Shiseido published a third quarter net loss, despite notable growth for the first nine months of 2017, pushed on by Asia revenues, particularly in Japan and China.
The Japanese cosmetics group said combined turnover over the nine months rose 17.4% to 731.2 billion yen, close to 6 billion euros, according to a press release.
However, depreciation of assets related to its struggling American subsidiary Bare Escentuals pushed Shiseido into a net loss of 17 billion yen over the nine months, compared to a net profit of 37.2 billion yen the year before,
For the same period, operating profit jumped 82.4% to 70.7 billion yen over nine months (567 million euros), highlighting the US subsidiary sale’s negative impact on profits.

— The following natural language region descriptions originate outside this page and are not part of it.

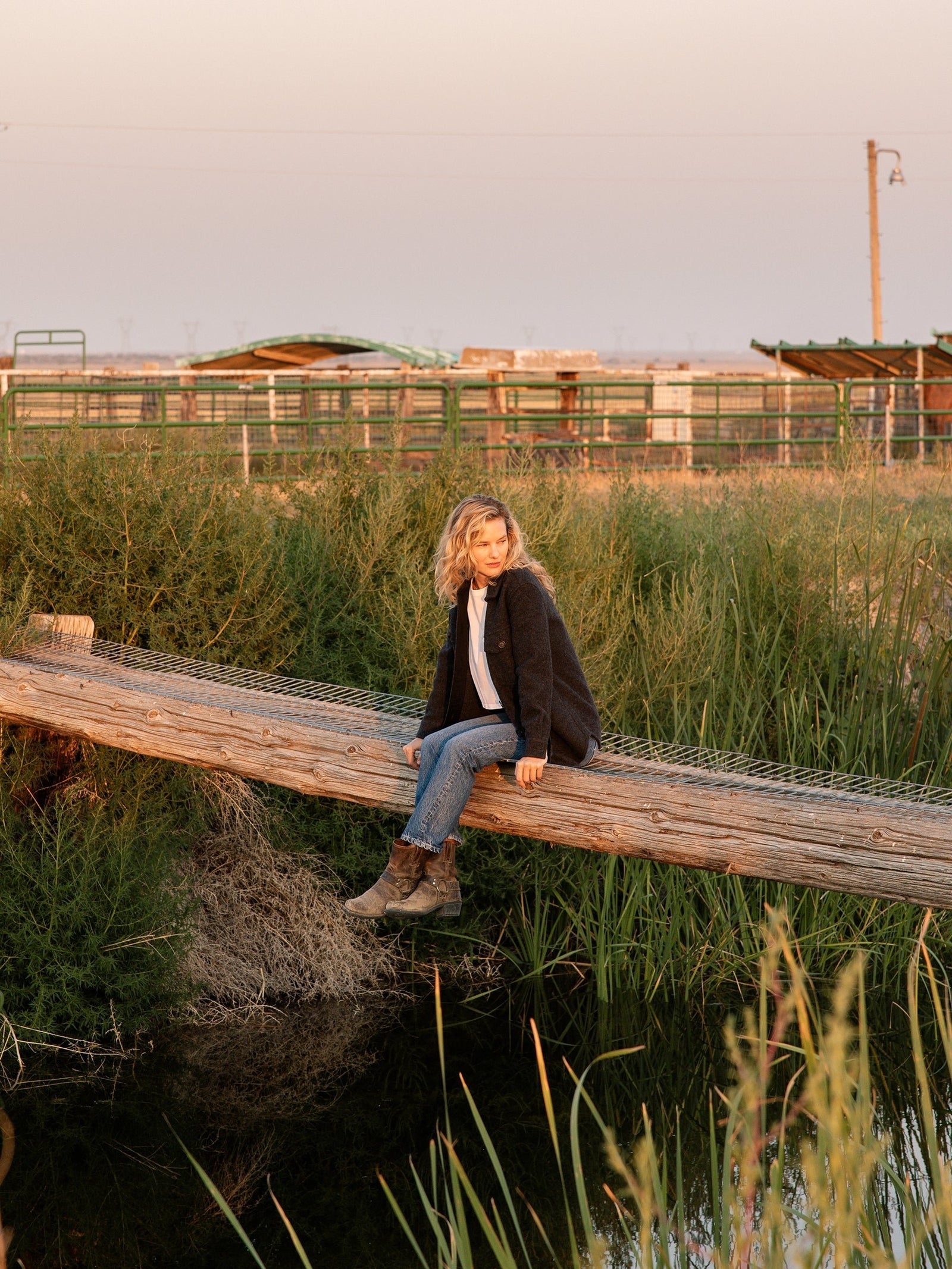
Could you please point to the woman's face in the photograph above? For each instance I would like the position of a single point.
(489, 551)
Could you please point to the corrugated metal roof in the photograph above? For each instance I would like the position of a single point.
(848, 359)
(289, 350)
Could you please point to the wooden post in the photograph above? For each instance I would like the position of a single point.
(920, 402)
(245, 455)
(405, 409)
(873, 239)
(273, 411)
(568, 405)
(366, 412)
(496, 427)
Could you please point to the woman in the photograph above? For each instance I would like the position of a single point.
(508, 685)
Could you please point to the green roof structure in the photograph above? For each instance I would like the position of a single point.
(286, 352)
(847, 359)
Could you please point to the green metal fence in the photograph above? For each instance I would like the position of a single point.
(271, 430)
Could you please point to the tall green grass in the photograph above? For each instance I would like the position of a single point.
(93, 911)
(798, 617)
(803, 618)
(800, 1167)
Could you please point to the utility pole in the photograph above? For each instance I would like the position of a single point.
(875, 240)
(895, 179)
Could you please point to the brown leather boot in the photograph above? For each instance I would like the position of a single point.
(439, 892)
(397, 881)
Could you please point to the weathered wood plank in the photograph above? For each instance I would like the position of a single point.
(871, 847)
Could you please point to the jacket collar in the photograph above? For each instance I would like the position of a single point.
(493, 589)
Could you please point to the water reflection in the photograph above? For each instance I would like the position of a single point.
(322, 1098)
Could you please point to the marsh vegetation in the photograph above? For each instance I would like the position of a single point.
(797, 617)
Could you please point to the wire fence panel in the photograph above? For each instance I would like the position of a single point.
(273, 425)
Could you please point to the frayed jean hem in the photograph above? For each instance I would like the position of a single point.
(428, 845)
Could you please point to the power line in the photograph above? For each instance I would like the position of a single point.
(481, 177)
(465, 134)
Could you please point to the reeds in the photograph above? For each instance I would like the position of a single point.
(800, 1167)
(803, 617)
(798, 617)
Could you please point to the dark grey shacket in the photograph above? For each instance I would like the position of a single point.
(534, 665)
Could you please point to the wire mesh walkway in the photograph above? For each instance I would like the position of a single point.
(395, 717)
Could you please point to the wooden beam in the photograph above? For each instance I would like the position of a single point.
(873, 847)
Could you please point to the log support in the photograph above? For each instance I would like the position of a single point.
(872, 847)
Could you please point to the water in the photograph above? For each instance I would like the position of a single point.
(325, 1099)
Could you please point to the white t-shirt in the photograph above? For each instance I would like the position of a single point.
(479, 669)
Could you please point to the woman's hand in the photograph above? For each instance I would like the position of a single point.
(528, 770)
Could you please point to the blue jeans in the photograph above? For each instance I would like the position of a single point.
(449, 764)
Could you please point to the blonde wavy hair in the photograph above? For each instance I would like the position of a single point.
(453, 561)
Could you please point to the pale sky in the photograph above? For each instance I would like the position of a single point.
(600, 174)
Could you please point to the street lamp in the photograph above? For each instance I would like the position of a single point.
(897, 178)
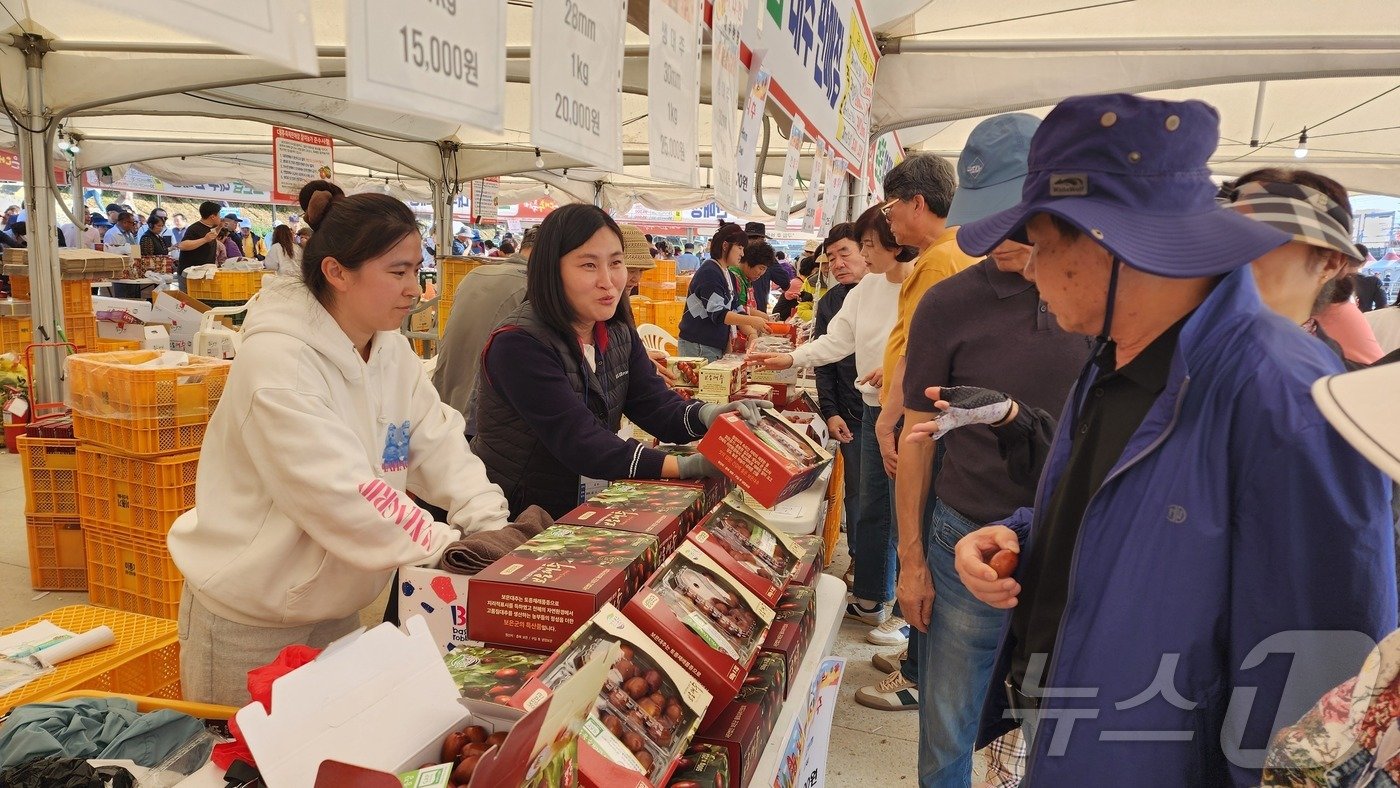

Japan remained its strongest market, accounting for 44% of sales and revenues surged in China – which makes up 14% of total sales –as well as the rest of Asia, which continued to grow at a constant rate, said the press release.
Conversely, European growth remained weak and sales slowed in the Americas, making up13.5% of total turnover.
Looking ahead, Shiseido is predicting a modest annual net improvement of 5 billion yen (38 million euros).
Earlier in the month, Shiseido relinquished firm Zotos— its Professional business division in North America to consumer goods firm Henkel for $485 million, saying at the time it plans to hone in on Asia’s professional market.
SEE ALSO : Henkel acquires Shiseido’s Zotos brand
Shiseido said in a press release the group would use the funds gained from the Zotos sales “to further pursue its strategic objectives of continuing to nurture its Prestige brands, reinforcing production capability and other activities.”
Earlier in 2017, Shiseido appointed Nathalie Broussard to the newly created post of Scientific Communications Director EMEA, with the mission of bolstering relationships with the science and technology community in Europe, the Middle East and Africa.